Lionel was at his wit's end. "Then you cannot be cured?"
"No;" she looked at him steadily, an awful smile curving the corners of her mouth. "I thought you would fail me at the last."
"But how can I----?"
"You can't, so there's no more to be said." She sat down with a little sigh. "Dear me, how very hot this room is! Would you mind opening the window?"
Kaimes did not move. "Leah, go to bed, and let me send for one of those doctors you consulted."
"Useless! useless!" She waved him aside calmly. "They have spoken. I know the worst; I am prepared to face the worst. Are you? Hold your tongue," she added peremptorily, as he opened his mouth. "Listen!"
From beginning to end did she relate the whole fraud--the sham death, the stolen money, the betrayal, and the punishment of the kiss. Her voice was perfectly calm, her posture easy, and her self-control admirable. The listener grew white and red, became nervous and angry, quivered with disgust, recoiled with loathing, as she unfolded the brutal tale of her sin and treachery. Leah spared him no detail, however painful; she even made herself out to be worse than she really was--if that were possible. From the buying of Demetrius by that butterfly kiss in the picture-gallery, to the revenge of Demetrius in that stuffy cabin, when she struggled in the arms of one who had been what she now was, she related the whole without a blush, without a tremor, in a quiet, level voice, unmoved, and utterly shameless. The horror of her position seemed to remove her from the region of human emotions and morals. It was the unveiling of original evil.

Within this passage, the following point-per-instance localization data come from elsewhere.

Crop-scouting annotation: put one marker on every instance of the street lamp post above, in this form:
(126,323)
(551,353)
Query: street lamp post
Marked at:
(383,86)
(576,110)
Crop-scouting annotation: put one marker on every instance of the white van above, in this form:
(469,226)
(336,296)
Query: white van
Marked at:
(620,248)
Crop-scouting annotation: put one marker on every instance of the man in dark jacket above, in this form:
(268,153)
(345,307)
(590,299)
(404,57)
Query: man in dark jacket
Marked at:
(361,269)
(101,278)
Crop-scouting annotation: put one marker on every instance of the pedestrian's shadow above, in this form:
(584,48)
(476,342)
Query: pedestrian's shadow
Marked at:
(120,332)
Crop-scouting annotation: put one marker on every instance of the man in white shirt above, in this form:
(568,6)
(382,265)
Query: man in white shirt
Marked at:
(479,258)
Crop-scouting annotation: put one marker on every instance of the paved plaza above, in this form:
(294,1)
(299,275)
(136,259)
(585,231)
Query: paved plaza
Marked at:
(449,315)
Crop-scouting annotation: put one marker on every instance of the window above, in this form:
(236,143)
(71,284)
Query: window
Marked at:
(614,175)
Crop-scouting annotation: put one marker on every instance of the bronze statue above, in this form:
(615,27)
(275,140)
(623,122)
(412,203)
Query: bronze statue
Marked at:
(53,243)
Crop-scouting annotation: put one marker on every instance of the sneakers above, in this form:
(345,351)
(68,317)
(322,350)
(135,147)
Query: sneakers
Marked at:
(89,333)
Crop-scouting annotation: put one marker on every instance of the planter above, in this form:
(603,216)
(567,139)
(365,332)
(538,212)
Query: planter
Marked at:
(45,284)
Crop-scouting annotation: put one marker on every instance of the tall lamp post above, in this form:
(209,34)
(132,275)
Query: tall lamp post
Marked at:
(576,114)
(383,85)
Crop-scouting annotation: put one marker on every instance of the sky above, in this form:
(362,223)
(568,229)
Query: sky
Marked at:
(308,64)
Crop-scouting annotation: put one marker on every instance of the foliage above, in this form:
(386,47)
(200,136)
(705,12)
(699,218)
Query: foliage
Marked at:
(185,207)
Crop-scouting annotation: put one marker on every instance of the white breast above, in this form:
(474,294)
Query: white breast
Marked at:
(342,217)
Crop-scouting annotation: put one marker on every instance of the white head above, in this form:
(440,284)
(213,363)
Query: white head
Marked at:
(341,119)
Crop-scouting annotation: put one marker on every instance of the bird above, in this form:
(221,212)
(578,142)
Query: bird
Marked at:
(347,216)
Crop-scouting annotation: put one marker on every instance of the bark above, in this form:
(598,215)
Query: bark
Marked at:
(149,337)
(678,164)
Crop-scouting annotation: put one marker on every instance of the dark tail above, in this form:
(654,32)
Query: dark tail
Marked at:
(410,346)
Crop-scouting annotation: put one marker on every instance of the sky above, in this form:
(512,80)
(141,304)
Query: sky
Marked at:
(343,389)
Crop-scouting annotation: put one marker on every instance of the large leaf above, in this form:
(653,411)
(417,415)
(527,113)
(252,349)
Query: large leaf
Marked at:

Lionel did not interrupt, but closed his eyes with a sick feeling as she drew to the end.
"I first noticed that something was wrong when my hands burned as I washed them. I thought nothing of it at the time; but the feeling became so painful that I saw my doctor. He said--well, you can guess what he said. I consulted another, and another: the same diagnosis. I went abroad, but the doctors in Germany and France told me the same thing. I knew it was true. I felt in my heart it was true. Ugh!" She paused. "There is no cure--none, none." Then she finished, with a nervous titter, "Pleasant for me, isn't it?"
"Don't!" gasped the vicar, leaning his head on his hand, and much too qualmish to speak.